Vanilagy/webm-muxer

Help getting audio from audio context working

Closed this issue · 8 comments

I am wondering if anyone can help me mux video and audio (not from the microphone) together? Below is a snippet of some of the code I am using inside a cables.gl op file. I have managed to feed canvas frames one by one to the video to get perfectly formed videos with no missing frames. However when I add the audio the video is not viewable, when I ffmpeg convert it to mp4 there is no audio.

              const audioCtx = CABLES.WEBAUDIO.createAudioContext(op);
            const streamAudio = audioCtx.createMediaStreamDestination();

            inAudio.get().connect(streamAudio); <-- this gets fed from an audio source in cables

      audioTrack = streamAudio.stream;
      recorder = new MediaRecorder(audioTrack);

    	muxer = new WebMMuxer({
        "target": "buffer",
        "video": {
            "codec": "V_VP9",
            "width": inWidth.get() / CABLES.patch.cgl.pixelDensity,
            "height": inHeight.get() / CABLES.patch.cgl.pixelDensity,
            "frameRate": fps
        },
        "audio": {
            "codec": "A_OPUS",
            "sampleRate": 48000,
            "numberOfChannels": 2
        },
        "firstTimestampBehavior": "offset" // Because we're directly pumping a MediaStreamTrack's data into it
    });

    videoEncoder = new VideoEncoder({
        "output": (chunk, meta) => { return muxer.addVideoChunk(chunk, meta); },
        "error": (e) => { return op.error(e); }
    });
    videoEncoder.configure({
        "codec": "vp09.00.10.08",
        "width": inWidth.get() / CABLES.patch.cgl.pixelDensity,
        "height": inHeight.get() / CABLES.patch.cgl.pixelDensity,
        "framerate": 29.7,
        "bitrate": 5e6
    });

    	if (audioTrack) {
    	    op.log('we HAVE AUDIO !!!!!!!!!!!!!!!!!!')

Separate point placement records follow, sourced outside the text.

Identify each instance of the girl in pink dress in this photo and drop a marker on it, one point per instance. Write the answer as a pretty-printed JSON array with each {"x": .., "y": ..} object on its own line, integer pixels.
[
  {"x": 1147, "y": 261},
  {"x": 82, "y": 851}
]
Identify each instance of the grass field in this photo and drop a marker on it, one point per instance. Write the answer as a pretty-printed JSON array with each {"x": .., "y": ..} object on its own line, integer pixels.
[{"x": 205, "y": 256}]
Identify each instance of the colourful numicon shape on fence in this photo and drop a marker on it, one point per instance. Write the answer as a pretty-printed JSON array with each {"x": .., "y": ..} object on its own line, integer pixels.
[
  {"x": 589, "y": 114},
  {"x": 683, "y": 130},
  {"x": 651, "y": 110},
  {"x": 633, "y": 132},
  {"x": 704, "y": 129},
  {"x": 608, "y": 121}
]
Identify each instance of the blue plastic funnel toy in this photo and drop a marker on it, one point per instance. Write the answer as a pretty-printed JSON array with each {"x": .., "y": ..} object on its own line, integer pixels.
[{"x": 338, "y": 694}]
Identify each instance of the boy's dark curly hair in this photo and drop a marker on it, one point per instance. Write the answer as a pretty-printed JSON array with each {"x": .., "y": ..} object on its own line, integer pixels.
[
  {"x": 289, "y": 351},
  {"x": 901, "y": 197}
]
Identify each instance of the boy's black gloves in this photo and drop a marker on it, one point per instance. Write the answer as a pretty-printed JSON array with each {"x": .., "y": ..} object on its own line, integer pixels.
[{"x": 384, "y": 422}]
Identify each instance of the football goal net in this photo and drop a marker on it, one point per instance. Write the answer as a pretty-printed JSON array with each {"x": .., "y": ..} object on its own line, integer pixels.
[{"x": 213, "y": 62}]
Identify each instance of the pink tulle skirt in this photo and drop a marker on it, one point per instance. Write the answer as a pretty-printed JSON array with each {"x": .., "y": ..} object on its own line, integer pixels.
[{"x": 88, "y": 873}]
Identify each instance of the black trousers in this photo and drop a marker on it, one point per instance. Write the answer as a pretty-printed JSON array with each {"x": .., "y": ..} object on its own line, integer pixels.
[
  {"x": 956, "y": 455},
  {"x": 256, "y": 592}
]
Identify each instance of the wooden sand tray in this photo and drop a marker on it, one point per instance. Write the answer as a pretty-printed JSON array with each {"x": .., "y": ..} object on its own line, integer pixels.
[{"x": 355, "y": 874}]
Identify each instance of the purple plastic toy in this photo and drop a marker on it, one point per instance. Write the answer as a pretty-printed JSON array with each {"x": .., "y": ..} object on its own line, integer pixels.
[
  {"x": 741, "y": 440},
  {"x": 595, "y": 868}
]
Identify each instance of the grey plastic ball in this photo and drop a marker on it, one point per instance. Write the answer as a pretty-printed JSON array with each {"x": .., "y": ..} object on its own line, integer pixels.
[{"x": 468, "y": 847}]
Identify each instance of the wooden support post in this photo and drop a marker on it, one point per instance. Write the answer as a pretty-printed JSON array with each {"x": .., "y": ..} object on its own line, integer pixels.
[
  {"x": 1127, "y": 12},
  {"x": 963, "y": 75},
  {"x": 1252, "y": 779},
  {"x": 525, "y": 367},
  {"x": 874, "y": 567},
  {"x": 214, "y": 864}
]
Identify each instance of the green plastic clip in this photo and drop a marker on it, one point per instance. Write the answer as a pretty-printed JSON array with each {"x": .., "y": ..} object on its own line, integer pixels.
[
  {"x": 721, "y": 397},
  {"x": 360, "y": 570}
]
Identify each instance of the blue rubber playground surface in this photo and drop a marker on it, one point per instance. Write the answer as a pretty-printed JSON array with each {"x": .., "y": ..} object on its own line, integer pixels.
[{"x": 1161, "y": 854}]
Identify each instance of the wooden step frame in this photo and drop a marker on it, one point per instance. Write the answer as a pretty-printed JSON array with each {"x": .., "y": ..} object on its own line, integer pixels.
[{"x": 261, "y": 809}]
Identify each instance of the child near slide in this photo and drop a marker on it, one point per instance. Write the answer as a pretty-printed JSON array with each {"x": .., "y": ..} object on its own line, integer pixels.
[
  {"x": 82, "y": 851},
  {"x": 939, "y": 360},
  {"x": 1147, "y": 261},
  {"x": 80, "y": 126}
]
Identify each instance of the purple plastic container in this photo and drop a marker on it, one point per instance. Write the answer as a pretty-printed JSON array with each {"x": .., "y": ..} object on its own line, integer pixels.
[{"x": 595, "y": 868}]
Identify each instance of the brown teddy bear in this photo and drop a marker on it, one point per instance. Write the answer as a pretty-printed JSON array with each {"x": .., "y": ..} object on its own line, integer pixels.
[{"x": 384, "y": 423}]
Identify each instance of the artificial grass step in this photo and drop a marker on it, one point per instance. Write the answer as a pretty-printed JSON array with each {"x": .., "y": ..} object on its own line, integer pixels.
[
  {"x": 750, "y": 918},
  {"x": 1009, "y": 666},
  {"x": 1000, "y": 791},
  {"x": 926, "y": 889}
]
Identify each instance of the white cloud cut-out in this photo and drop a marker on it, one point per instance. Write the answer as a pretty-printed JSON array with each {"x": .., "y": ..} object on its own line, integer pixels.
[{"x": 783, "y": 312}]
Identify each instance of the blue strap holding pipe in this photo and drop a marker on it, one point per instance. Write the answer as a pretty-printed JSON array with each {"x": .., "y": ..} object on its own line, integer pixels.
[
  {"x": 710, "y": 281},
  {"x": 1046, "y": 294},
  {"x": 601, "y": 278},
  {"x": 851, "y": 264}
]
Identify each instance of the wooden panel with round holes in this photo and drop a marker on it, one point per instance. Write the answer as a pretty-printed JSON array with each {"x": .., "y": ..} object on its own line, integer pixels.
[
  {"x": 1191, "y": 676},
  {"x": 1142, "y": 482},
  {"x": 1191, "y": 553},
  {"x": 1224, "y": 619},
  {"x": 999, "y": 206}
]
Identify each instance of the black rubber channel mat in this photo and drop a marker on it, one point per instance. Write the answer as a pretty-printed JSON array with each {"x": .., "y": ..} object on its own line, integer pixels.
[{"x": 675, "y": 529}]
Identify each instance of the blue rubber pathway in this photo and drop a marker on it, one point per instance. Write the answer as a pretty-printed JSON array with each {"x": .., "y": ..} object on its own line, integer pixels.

/* I REMOVED ALLL THE CODE FROM THE DEMO FROM HERE

// 		const audioEncoder = new AudioEncoder({
// 			output: (chunk) => muxer.addRawAudioChunk(chunk),
// 			error: e => console.error(e)
// 		});
// 		audioEncoder.configure({
// 			codec: 'opus',
// 			numberOfChannels: 2,
// 			sampleRate: 48000, //todo should have a variable
// 			bitrate: 128000,
// 		});


		// Create a MediaStreamTrackProcessor to get AudioData chunks from the audio track
// 		let trackProcessor = new MediaStreamTrackProcessor({ track: audioTrack });
// 		let consumer = new WritableStream({
// 			write(audioData) {
// 				if (!recording) return;
// 				audioEncoder.encode(audioData);
// 				audioData.close();
// 			}
// 		});
// 		trackProcessor.readable.pipeTo(consumer);

TO HERE */

      recorder.ondataavailable = function(e){
          op.log('test', e.data) <-- this returns a blob {size: 188409, type: 'audio/webm;codecs=opus'}
          //audioEncoder.encode(e.data);
          muxer.addAudioChunkRaw(e.data) <-- this throws no errors
      }
      recorder.start()
}

Hey! What you are doing here cannot work; you are first encoding the audio channel into a WebM file (that's what MediaRecorder does), and then piping that into the WebM as an audio chunk. The WebM muxer expects the raw codec data, e.g. an Opus frame, for example. Additionally, the audio is split into many small frames, whereas in your example, you're giving it the whole 188 kB chunk at once.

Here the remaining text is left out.